= Kane Letter =

Letter written by James K. Polk

The Kane Letter was a widely circulated letter written on June 19, 1844 by James K. Polk to John K. Kane outlining his beliefs on tariffs, free trade, and protectionism during his 1844 campaign for President of the United States.

== Overview==
Polk's letter contained a polished and succinct statement espousing support for moderate tariff relief. Many historians saw this letter as a "masterly straddle", but in recent years it has been viewed as Polk's only official position on the contentious and politically divisive tariff issue.
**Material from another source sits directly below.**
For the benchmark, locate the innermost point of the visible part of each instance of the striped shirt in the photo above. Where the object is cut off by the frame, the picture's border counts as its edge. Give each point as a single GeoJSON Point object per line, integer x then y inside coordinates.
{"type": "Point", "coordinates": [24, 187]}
His opponent Henry Clay by contrast, produced hundreds of letters and public statements on the tariff, including seemingly contradictory views aimed at different audiences. Clay, a staunch supporter of protectionism, lost support when voters perceived his tariff position to be contradictory and favored Polk's consistent and indeed only position in the Kane letter. Pennsylvania Democrats put Polk's and Clay's views on protectionism side by side. Polk was hailed as a better protectionist due to Clay's mistake of excessive public statements.

Upon thinking about the letter at length and the strong stance it took, Polk sent another letter on July 2 to Kane requesting that Kane not publish it. By then it was printed widely and Polk was worried about the dangerous words the letter contained ("protection" and "discrimination", used several times within the document).

The Whigs used the letter as leverage against Polk, dredging up Polk's old statements strongly opposing tariffs. Polk was subsequently called upon by the Whigs to make a public statement regarding his position on the Tariff of 1842, which he meekly declined.

Two members of the United States Senate, George McDuffie and Robert Barnwell Rhett, were furious with the publication of the Kane Letter. McDuffie called for a secession of the South, and threatened raising the "Banner of Disunion". Franklin H. Elmore, Polk's Public Advisor, quickly took hold of the situation in Charleston, persuading McDuffie and his followers that Polk was "a southern man – a friend of free trade."

Polk was no different from many of the political candidates of that time, appealing to the side he was currently speaking to. James K. Polk was simply a better manipulator of men than Clay and so "defeated the ticket" in 1844.